Thursday, December 24, 2009

If I had more...

I've been waxing reflective lately, pondering about what I would do *if only*. In some cases, it's embarrassing, but I'd like to think that I'd do things differently--be a better person, help the world...that kind of thing. And so...

If I had lots more time... I'd do so many more things. I would learn languages. I would read more books and reflect on them. I would sleep. I would send thank you notes. I would decorate my apartment in coordinating fabrics and decor. I would actually learn how to play the guitar instead of just dallying in it for a few months. I wouldn't feel bad about taking long, moonlit walks or sitting in a bubble bath. What can you do, though? 24 hours in a day. 7 days in a week. 365 days later, and you're just a year older. The thing is, it's not like I DON'T have time! I think I need to learn to prioritize so I can accomplish goals instead of just whining here on my blog about how I never get to do anything.

If I had a lot more patience...I wouldn't snap at people who try to help me with frustrating projects.
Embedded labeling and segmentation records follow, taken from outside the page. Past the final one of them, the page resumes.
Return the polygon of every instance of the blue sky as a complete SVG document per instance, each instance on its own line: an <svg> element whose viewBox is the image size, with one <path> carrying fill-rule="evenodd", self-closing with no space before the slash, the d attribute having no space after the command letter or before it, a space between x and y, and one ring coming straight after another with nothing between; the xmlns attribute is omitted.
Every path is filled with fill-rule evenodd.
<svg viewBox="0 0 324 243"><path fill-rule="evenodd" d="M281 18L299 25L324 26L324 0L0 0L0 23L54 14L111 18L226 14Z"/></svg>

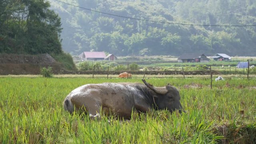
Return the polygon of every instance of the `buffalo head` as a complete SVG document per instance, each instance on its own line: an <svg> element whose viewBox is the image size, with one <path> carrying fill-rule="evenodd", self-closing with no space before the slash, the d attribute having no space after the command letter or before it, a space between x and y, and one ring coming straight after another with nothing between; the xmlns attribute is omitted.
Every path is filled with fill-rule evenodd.
<svg viewBox="0 0 256 144"><path fill-rule="evenodd" d="M170 84L163 87L155 87L148 83L144 79L142 80L148 88L156 93L152 96L154 102L158 109L167 109L171 112L178 110L179 112L182 112L182 107L180 102L180 93L175 87Z"/></svg>

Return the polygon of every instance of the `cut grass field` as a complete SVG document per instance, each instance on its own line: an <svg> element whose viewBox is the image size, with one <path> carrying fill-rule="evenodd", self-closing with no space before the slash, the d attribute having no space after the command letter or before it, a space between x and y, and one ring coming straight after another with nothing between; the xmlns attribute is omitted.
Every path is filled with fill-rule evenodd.
<svg viewBox="0 0 256 144"><path fill-rule="evenodd" d="M227 76L224 81L213 82L212 89L208 76L147 76L147 81L155 86L170 83L178 88L186 112L134 113L128 120L70 115L62 102L84 84L142 83L142 76L129 79L57 76L0 77L0 143L256 142L254 76L249 81L245 76Z"/></svg>

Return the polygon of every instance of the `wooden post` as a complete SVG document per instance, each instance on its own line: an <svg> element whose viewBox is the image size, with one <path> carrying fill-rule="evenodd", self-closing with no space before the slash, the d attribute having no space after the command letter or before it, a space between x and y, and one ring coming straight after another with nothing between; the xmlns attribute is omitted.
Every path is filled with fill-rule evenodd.
<svg viewBox="0 0 256 144"><path fill-rule="evenodd" d="M143 76L143 78L142 78L143 79L144 79L144 78L145 77L145 74L146 74L146 72L147 71L147 68L146 68L146 70L145 70L145 72L144 72L144 76Z"/></svg>
<svg viewBox="0 0 256 144"><path fill-rule="evenodd" d="M108 79L108 69L109 68L109 66L108 66L108 75L107 76L107 79Z"/></svg>
<svg viewBox="0 0 256 144"><path fill-rule="evenodd" d="M129 78L129 64L127 64L127 79Z"/></svg>
<svg viewBox="0 0 256 144"><path fill-rule="evenodd" d="M212 72L211 72L211 89L212 88Z"/></svg>
<svg viewBox="0 0 256 144"><path fill-rule="evenodd" d="M92 73L92 78L94 77L94 70L95 70L95 65L94 65L93 66L93 72Z"/></svg>
<svg viewBox="0 0 256 144"><path fill-rule="evenodd" d="M247 79L249 80L249 68L250 68L250 64L249 64L249 60L247 60L248 61L248 72L247 73Z"/></svg>

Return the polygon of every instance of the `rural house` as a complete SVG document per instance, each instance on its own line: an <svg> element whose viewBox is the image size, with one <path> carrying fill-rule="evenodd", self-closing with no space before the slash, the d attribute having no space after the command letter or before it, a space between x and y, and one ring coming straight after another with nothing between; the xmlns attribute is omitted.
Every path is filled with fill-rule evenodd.
<svg viewBox="0 0 256 144"><path fill-rule="evenodd" d="M178 58L178 62L207 62L209 60L204 54L184 54Z"/></svg>
<svg viewBox="0 0 256 144"><path fill-rule="evenodd" d="M248 62L239 62L236 66L238 68L248 68Z"/></svg>
<svg viewBox="0 0 256 144"><path fill-rule="evenodd" d="M105 60L116 60L116 59L117 59L116 56L113 54L109 54L105 58Z"/></svg>
<svg viewBox="0 0 256 144"><path fill-rule="evenodd" d="M103 60L106 54L104 52L84 52L78 55L81 60Z"/></svg>
<svg viewBox="0 0 256 144"><path fill-rule="evenodd" d="M230 56L225 54L217 54L210 58L218 61L228 61L231 60L231 57Z"/></svg>

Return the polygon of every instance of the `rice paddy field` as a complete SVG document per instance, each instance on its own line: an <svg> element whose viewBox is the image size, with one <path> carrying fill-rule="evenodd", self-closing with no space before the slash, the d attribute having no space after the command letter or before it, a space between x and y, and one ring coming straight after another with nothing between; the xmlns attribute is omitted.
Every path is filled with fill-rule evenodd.
<svg viewBox="0 0 256 144"><path fill-rule="evenodd" d="M0 143L210 144L256 143L256 78L224 76L147 76L156 86L179 90L186 113L134 112L130 120L70 114L62 102L72 90L104 82L142 83L80 75L0 77ZM214 76L214 78L216 77ZM111 78L111 77L110 77Z"/></svg>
I'd stop driving like a maniac and getting bent out of shape at other drivers' little indiscretions. There would be no more grumbling at my nephew when he acts like a 7-year-old boy (which he is...as it turns out...). I would figure that no one's perfect all at once, and I would work on my flaws little by little instead of feeling defeated by my fallibilities.

If I had a lot more faith...I could jump into things with both feet and not hem and haw about making decisions. It's always turned out well in the past. Sure, there have been some bumps and bruises along the way, but I'm grateful for and content about the way my life has gone, and I figure it's quite possible that it'll just get better.
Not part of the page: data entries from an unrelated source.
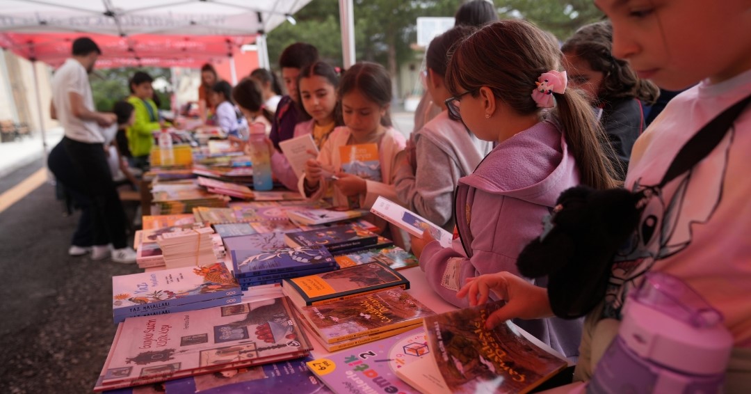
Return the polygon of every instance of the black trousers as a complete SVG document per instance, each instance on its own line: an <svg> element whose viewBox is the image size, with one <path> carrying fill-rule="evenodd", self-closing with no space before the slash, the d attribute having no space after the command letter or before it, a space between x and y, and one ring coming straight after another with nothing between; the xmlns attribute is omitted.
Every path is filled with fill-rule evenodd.
<svg viewBox="0 0 751 394"><path fill-rule="evenodd" d="M103 145L63 137L62 146L83 180L83 193L91 203L94 244L112 242L115 249L125 247L125 211L112 180Z"/></svg>

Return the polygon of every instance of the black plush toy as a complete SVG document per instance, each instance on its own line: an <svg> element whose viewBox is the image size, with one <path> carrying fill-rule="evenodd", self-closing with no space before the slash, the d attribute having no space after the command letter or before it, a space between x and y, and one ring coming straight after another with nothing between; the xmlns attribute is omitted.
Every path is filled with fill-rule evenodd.
<svg viewBox="0 0 751 394"><path fill-rule="evenodd" d="M642 198L623 189L584 186L558 197L542 235L517 261L526 277L547 275L547 296L556 316L580 317L605 296L613 256L634 232Z"/></svg>

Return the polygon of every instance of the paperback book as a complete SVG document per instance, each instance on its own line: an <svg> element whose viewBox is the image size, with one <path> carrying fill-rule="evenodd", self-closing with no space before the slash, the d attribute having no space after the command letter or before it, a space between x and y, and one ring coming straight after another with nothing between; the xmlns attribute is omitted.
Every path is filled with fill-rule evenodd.
<svg viewBox="0 0 751 394"><path fill-rule="evenodd" d="M375 245L378 242L377 234L352 225L287 233L285 238L292 247L322 245L332 253Z"/></svg>
<svg viewBox="0 0 751 394"><path fill-rule="evenodd" d="M399 368L397 376L425 394L528 392L566 367L566 360L528 339L510 321L485 329L487 317L502 305L426 317L430 356Z"/></svg>
<svg viewBox="0 0 751 394"><path fill-rule="evenodd" d="M433 239L440 242L441 246L448 247L451 245L454 235L451 232L388 199L379 196L370 208L370 212L412 235L421 238L425 231L427 231Z"/></svg>
<svg viewBox="0 0 751 394"><path fill-rule="evenodd" d="M399 288L307 306L301 312L314 332L329 344L421 325L424 317L435 314Z"/></svg>
<svg viewBox="0 0 751 394"><path fill-rule="evenodd" d="M312 346L286 298L133 317L118 326L95 391L292 359Z"/></svg>
<svg viewBox="0 0 751 394"><path fill-rule="evenodd" d="M363 179L381 182L381 160L377 144L342 145L339 147L342 171Z"/></svg>
<svg viewBox="0 0 751 394"><path fill-rule="evenodd" d="M300 309L397 287L409 289L409 280L380 262L285 279L282 283L282 291Z"/></svg>
<svg viewBox="0 0 751 394"><path fill-rule="evenodd" d="M240 283L219 262L112 277L115 316L170 308L240 295Z"/></svg>
<svg viewBox="0 0 751 394"><path fill-rule="evenodd" d="M317 245L240 249L232 250L231 253L235 277L238 278L336 265L331 253L325 247Z"/></svg>

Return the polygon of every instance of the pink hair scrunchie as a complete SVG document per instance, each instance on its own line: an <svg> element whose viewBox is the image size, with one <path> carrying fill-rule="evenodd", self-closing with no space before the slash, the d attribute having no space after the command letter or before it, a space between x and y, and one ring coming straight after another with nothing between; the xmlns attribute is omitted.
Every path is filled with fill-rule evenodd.
<svg viewBox="0 0 751 394"><path fill-rule="evenodd" d="M553 93L563 94L568 81L566 71L544 72L535 82L537 87L532 91L532 99L537 103L538 108L552 108L556 106Z"/></svg>

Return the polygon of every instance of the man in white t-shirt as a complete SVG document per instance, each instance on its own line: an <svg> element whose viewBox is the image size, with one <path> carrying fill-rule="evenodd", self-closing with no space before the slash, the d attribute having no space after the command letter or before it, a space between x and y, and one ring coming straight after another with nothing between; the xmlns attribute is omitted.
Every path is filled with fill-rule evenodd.
<svg viewBox="0 0 751 394"><path fill-rule="evenodd" d="M128 246L125 214L112 180L104 153L101 127L116 120L114 114L97 112L89 84L101 50L91 38L73 42L73 56L55 71L52 80L50 114L65 129L62 144L83 180L85 194L91 199L94 233L92 259L111 255L116 262L135 262L136 254Z"/></svg>

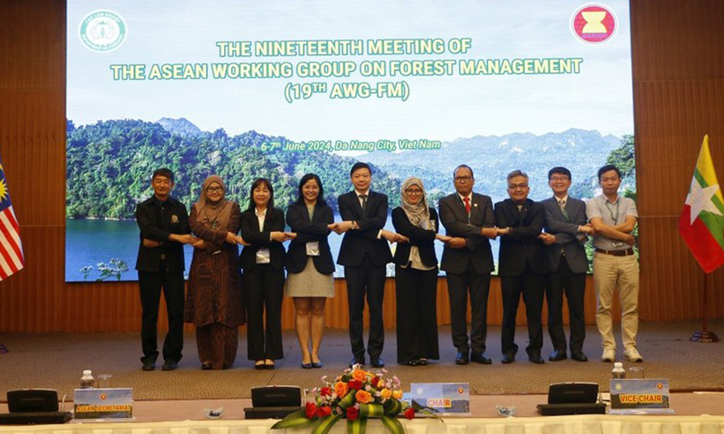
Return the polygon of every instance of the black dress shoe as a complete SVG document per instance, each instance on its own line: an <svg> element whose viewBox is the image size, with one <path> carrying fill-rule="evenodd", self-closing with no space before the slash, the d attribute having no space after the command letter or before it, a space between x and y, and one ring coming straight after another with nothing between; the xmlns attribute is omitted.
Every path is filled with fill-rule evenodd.
<svg viewBox="0 0 724 434"><path fill-rule="evenodd" d="M164 365L161 367L161 370L174 370L179 367L176 360L167 360L164 362Z"/></svg>
<svg viewBox="0 0 724 434"><path fill-rule="evenodd" d="M352 357L352 359L350 360L350 367L354 365L364 365L364 357Z"/></svg>
<svg viewBox="0 0 724 434"><path fill-rule="evenodd" d="M490 357L486 357L485 354L482 352L473 351L470 354L471 362L475 362L476 363L480 363L481 365L490 365L493 362L490 359Z"/></svg>
<svg viewBox="0 0 724 434"><path fill-rule="evenodd" d="M457 355L455 357L455 364L467 365L468 363L470 363L470 356L468 354L468 352L458 352Z"/></svg>
<svg viewBox="0 0 724 434"><path fill-rule="evenodd" d="M540 353L531 353L528 354L528 359L536 365L545 363L545 359L541 357Z"/></svg>
<svg viewBox="0 0 724 434"><path fill-rule="evenodd" d="M565 351L555 349L553 352L550 353L550 357L548 357L548 359L551 362L557 362L559 360L565 360L568 358L568 356L565 354Z"/></svg>
<svg viewBox="0 0 724 434"><path fill-rule="evenodd" d="M586 354L583 352L580 351L571 352L571 358L576 362L588 362L588 357L586 357Z"/></svg>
If I had a lot more energy...I'd pull off some amazing feat of strength, like running a marathon. As it stands, I can barely do any sort of actual running--asthma gets in the way of the required breathing it takes to do things like that. With more energy, I could probably make gourmet meals and do things like keep my house clean and the laundry folded instead of getting home from work and crashing in front of the television until I can muster the initiative to make some semblance of put-togetherness.

If I had lots more motivation...I would go back to school. It keeps gnawing at my soul that maybe I should consider a Master's degree. Right now in my life would be the ideal time to do such a thing, so what's holding me back? The tests. The homework. The studying. The bureaucratic hoops. And then I begin thinking about all the pros... A degree. The chance to expand my horizons. More earning potential. What's a girl to do? Maybe some baby steps...who wants to decide what degree I get? Suggestions are welcome.
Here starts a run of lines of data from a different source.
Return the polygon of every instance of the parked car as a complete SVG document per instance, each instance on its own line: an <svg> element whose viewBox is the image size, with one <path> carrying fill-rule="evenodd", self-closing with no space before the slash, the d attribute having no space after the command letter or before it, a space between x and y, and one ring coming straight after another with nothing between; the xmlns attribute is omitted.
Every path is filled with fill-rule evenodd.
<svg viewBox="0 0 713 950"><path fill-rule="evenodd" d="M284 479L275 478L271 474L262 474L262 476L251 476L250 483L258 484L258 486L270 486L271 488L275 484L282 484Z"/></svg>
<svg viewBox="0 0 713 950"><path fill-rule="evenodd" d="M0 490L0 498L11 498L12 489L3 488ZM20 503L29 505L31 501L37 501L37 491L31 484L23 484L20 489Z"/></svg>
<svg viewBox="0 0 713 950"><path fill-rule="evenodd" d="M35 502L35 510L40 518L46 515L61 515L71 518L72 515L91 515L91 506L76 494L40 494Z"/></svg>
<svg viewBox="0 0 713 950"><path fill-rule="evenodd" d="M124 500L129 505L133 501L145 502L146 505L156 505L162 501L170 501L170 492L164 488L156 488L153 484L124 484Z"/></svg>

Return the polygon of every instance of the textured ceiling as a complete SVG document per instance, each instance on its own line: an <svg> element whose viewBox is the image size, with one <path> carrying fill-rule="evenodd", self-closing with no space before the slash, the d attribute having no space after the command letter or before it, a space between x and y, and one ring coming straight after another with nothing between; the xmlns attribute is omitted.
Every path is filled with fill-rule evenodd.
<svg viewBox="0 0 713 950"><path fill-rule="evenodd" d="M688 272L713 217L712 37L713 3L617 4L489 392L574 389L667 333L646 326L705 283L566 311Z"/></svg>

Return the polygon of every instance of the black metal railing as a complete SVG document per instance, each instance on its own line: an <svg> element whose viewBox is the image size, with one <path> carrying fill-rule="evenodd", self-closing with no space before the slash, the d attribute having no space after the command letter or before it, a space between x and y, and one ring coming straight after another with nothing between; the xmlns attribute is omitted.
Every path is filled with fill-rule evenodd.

If I had lots more money... I'd travel. But I wouldn't just travel to go sight-seeing (although, that would be one of my aims). I would love to get into humanitarian work. I've seen small glimpses of this kind of outpouring of graciousness, and it's something I could really get behind. As far as money is concerned in this matter, I really do like to give. I mean, I can be frivolous, but if it came right down to it, I'd much rather help feed struggling third-world countries than live in a multi-million dollar home with a maid. It's been a secret dream of mine to really dedicate myself to a cause that helps better the world a little at a time. I realize it would be kind of a sick fantasy for me to believe that my tiny contribution will affect nations, but I'm a firm believer that every little bit helps. And I've seen the pictures that show the gratitude and love that people exchange in these ventures. I'd like some of that, both on the giving and the receiving end of things.